Przyjacielu, wybacz mi formę…
Teoretycy pióra i atramentu wymyślili świat form dla słowa pisanego, aby każdy tekst dało się sprytnie zaszufladkować. Te sztuczne granice, osaczające kreatywność pisarza, często bywają źródłem nieporozumień. Gdy poeta nada swym strofom kolor biały, a wersy niebezpiecznie blisko zbliżą się do marginesu – czy to wciąż będzie wiersz, poezja, czy już może proza, dialogi bądź monolog? I któż mógłby być sędzią dla oceny o formie tego czy innego teksu – intencje twórcy czy wrażenia czytelników, a może głos „powszechnie szanowanego znawcy tematu”, który ciągiem literek – „prof.” podpiera swoje werdykty?
W tym przypadku jako twórca zmuszony jestem oscylować między esejem a felietonem. I choć dumnie powiem – oto felieton, przekroczę nie tylko rubrykę na stronie, ale również szturmem podbiję kolejne strony!
Felieton jest jak seksowna kobieta, lekko pijana czerwonym winem, która w karczmie opowiada zgromadzonym ludziom o aktualnych sprawach z ich miasta, a także komentuje wieści z „szerokiego świata”. Słuchają jej, bo ma autorytet. Słuchają, bo wiedzą, że każdy nachalny zalotnik niechybnie zasmakuje jej sztyletu – ostrego niczym jej intelekt i przenikliwego jak jej zdolności do obserwacji zjawisk. W kilku zdaniach potrafi streścić niemal wszystko, a jej komentarz do wiodących wydarzeń, inni chętnie cytują jakoby był ich własnymi przemyśleniami na dane tematy. Niebanalny humor i złośliwy sceptycyzm – oto cała ona!
Esej jest jak filozof mieszkający w swej pustelni na obrzeżach miasta. Jego wiedza jest szeroka, w jego słowach „żyje” mądrość. Zainteresowani zadają sobie trud odnalezienia jego siedziby i z radością słuchają długich i błyskotliwych przemówień na dowolny temat. Kto – jak nie on – dogłębnie zbada trudne kwestie i tym samym da niewtajemniczonym możliwość trafnych refleksji?
Ona – felieton – ogień, on – esej – woda, synteza tej pary – bękart żywiołów – oto tekst, który masz teraz przed oczami.
Zmysły czasem kłamią…
Mówiąc o oczach, czy tak naprawdę zawsze możesz im ufać? Zastanów się nad tym przez chwilę. Większość obecnych schizofreników również kiedyś ufała swoim zmysłom. A narkomani? A nałogowi alkoholicy?
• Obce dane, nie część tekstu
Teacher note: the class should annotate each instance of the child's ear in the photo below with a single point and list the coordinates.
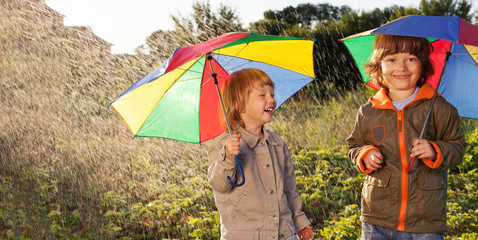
(239, 109)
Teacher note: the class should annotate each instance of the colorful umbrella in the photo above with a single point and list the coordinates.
(180, 100)
(454, 56)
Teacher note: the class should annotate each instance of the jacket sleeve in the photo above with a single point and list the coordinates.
(221, 165)
(450, 142)
(295, 204)
(357, 147)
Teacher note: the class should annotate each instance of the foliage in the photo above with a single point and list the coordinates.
(70, 170)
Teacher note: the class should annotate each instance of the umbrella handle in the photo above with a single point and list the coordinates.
(241, 170)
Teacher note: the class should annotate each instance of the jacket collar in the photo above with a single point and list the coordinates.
(252, 140)
(381, 100)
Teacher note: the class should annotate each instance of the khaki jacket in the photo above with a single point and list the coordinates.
(413, 202)
(266, 206)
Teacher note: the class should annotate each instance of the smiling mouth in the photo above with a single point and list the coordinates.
(402, 77)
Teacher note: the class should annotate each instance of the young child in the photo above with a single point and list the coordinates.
(266, 206)
(397, 204)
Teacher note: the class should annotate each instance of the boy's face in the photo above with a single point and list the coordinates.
(260, 106)
(401, 71)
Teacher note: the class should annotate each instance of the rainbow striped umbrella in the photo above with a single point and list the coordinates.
(454, 56)
(179, 100)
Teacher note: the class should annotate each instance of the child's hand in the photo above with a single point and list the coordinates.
(423, 149)
(306, 233)
(232, 145)
(373, 160)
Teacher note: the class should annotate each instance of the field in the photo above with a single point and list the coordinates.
(69, 168)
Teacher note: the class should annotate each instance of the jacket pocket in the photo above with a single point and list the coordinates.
(376, 194)
(432, 196)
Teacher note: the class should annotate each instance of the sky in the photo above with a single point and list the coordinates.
(127, 23)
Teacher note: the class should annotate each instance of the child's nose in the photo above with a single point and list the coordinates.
(402, 64)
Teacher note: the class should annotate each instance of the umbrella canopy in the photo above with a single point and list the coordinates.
(454, 56)
(179, 99)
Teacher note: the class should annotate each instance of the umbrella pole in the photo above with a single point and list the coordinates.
(448, 54)
(238, 158)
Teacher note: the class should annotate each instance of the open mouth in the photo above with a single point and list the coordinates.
(402, 77)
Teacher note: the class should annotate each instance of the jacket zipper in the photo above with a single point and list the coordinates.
(404, 178)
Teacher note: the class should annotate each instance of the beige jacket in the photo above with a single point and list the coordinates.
(266, 206)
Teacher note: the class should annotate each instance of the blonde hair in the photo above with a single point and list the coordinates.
(236, 90)
(384, 45)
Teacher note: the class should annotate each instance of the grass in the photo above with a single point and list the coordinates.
(70, 169)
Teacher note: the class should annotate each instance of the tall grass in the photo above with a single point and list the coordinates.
(69, 167)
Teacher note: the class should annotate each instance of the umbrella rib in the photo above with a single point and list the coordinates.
(218, 53)
(464, 60)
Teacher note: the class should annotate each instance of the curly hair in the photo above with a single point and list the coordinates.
(236, 91)
(384, 45)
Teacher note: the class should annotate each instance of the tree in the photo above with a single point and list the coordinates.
(460, 8)
(201, 25)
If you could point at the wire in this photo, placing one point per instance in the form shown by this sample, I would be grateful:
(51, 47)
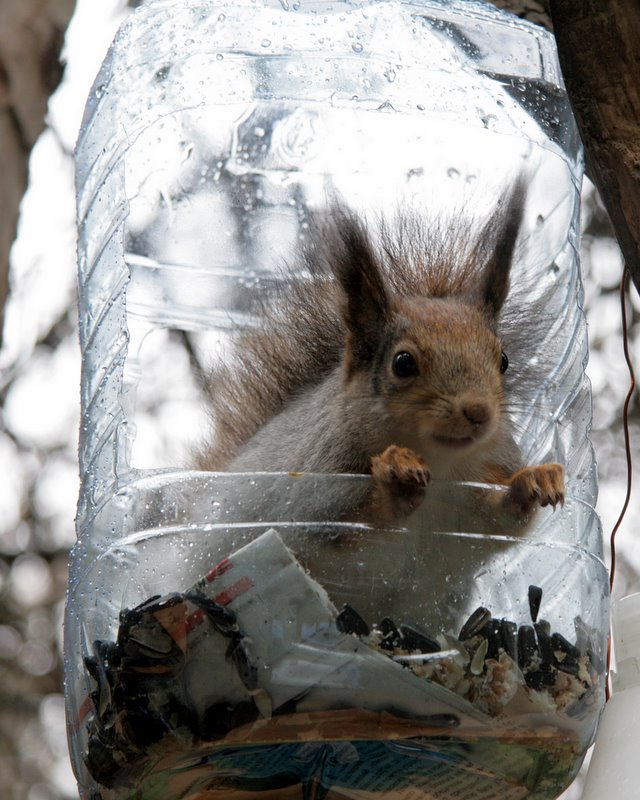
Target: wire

Złudzenia optyczne, „przewidzenia”, zjawisko mirażu… A może zaś miewałeś (płeć piękna niech mi wybaczy formę zwracania się w tym tekście, to tylko konwencja ku ujednoliceniu przekazu; z miłą chęcią witam wszystkie damy czytające moje słowa) sny, w które wierzyłeś tak bardzo, że jedynie nagłe przebudzenie odarło je z pozorów realności?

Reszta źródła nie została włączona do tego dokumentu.